【第1回】朝の山道 | マイナビブックス

詩、短歌、俳句の新しいカタチを探ります。紙から飛びだした「ことばのかたち」をお楽しみください

草の立つ山

草の立つ山

【第1回】朝の山道

2015.06.13 | なみの亜子

  • mixiチェック
  • このエントリーをはてなブックマークに追加

 五月の朝はのびざかり。犬二頭と散歩に出る時間も、日々たかたかと早まっていく。
 山間集落の中腹のわが家から、山頂やや手前の宮さんへ登る道。
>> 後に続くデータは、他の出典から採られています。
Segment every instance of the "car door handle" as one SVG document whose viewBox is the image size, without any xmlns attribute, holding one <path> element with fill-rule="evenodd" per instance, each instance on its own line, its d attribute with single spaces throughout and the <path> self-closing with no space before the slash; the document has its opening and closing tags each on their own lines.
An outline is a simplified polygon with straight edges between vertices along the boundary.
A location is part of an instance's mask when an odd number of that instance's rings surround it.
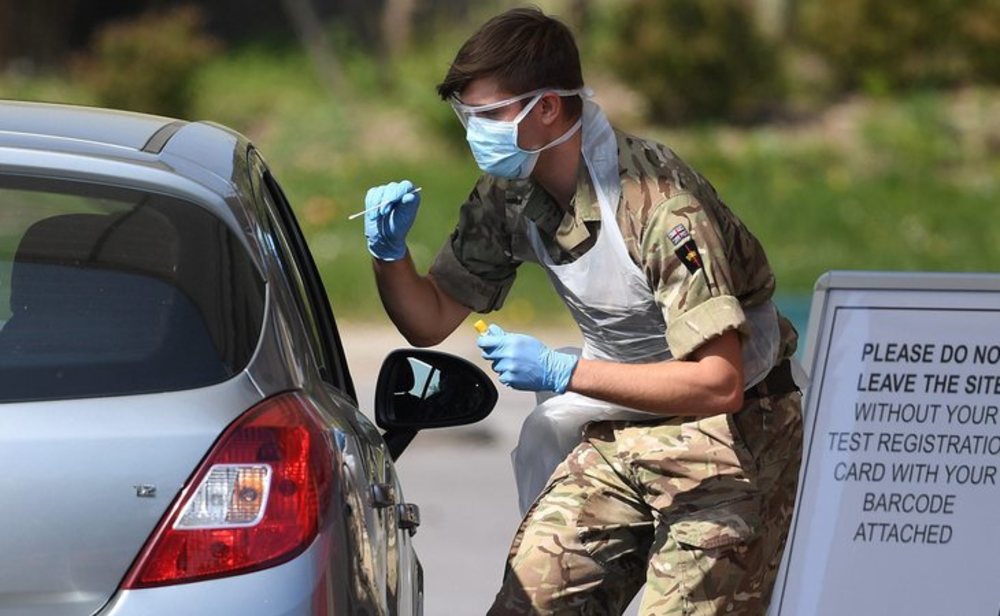
<svg viewBox="0 0 1000 616">
<path fill-rule="evenodd" d="M 413 503 L 401 503 L 396 505 L 396 514 L 399 516 L 399 527 L 410 531 L 410 535 L 417 532 L 420 526 L 420 507 Z"/>
<path fill-rule="evenodd" d="M 375 509 L 392 507 L 396 503 L 396 490 L 390 483 L 372 484 L 371 502 Z"/>
</svg>

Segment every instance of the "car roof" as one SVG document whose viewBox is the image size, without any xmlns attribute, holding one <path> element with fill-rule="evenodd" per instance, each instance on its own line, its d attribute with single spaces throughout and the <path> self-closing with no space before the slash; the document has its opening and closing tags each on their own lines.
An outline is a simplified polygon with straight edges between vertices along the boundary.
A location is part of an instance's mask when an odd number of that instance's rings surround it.
<svg viewBox="0 0 1000 616">
<path fill-rule="evenodd" d="M 211 122 L 0 100 L 0 173 L 171 194 L 221 216 L 248 246 L 250 147 Z"/>
<path fill-rule="evenodd" d="M 139 164 L 157 159 L 164 162 L 174 155 L 234 183 L 233 156 L 249 145 L 246 137 L 212 122 L 99 107 L 0 100 L 0 148 Z M 173 172 L 186 175 L 176 167 Z"/>
<path fill-rule="evenodd" d="M 184 122 L 162 116 L 24 101 L 0 101 L 0 131 L 142 150 L 158 131 Z"/>
</svg>

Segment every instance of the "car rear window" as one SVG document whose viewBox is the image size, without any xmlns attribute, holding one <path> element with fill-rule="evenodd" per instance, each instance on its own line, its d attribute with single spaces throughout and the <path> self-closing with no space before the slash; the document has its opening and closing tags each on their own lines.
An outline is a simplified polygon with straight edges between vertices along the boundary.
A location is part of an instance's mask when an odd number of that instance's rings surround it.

標高800mくらいあるだろうか。晴れた日には、向かいの山から大きな峠の天辻峠、奥行きのある修験道の山々までがパノラマで見渡せる。登りの途上に犬と私それぞれのビュー・ポイントがあって、そこにさしかかれば「見晴らししよか」と一同歩を止め、心ゆくまで眺め倒す。雄犬シイはやや頤を引き、眺めるというより眺めからの風や匂い、そのはるかさを飽かず味わうのが渋い。お陽さんは山の影を抜けて昇りつつある。まだ若い光のなかに、ほとんどが空家になってしまった山上の集落が照らし出される。山桜と花桃の季を過ぎて、今頃は呼吸盛んに繁りゆくひたすらな新緑。ところどころに、桐の花。光の加減で色合いを微妙に変える花だ。遠景としての樹と家並みは、何度見ても懐かしい。
 曇った日には、山道を登る身体に雲が重い。刻々と湧いては集まり動めきをやめない雲のなか、眺望は一変する。山水画を歩くさすらいの人と犬の図。なぜだか、足取りがとぼとぼとする。ここらの人が「奥」と呼ぶ洞川方面は、もう降り出しているのだろう。何連もの山の峰が雲に取り囲まれておぼろげだ。こんな日は一歩一歩が億劫になる。雌犬ココが、お気に入りの草をぶちっと口でちぎってはくっちゃらくっちゃら。とりあえず行っとこや、と腹のすわった目線を送ってよこす。
 宮さんへの参道には、鉄の頑丈な柵を開けて入る。山続きの宮さんを抜けて集落に降りてくる猪や鹿、それを避けるのに数年前に設置された。2~3年おきに熊も出る。なんだけど、柵をして以降も、集落に降りてくる獣の数は増える一方だ。朝朝に、猪がみみずや球根を堀った穴、鹿が駆け回って落とした崖土や落石を見る。樹木も草も新芽という新芽はみな食べられている。かないっこないやね。犬もただ痕跡を嗅いで回るだけ。昔の村人の手作りの社でばんぱんと手を叩き、お願いごとをいくつか。ときどき社の中や床下、石段の間をムササビや狐、狸、いたちが動く。犬が吠えてやがて鎮まる。遠くから、チェーンソーのうなる音が聞こえてくる。帰ろ。朝飯の時間や。
 宮さんへの朝の散歩も、十年近く続いているだろうか。ここにきて急速にお願いごとが増えてきた。宮さん、知らんわい、言うてるやろね。高くなった陽が向かいの山の集落をあっためる。下りの山道には、一日をはたらき始めた集落の弾みが伝わってくる。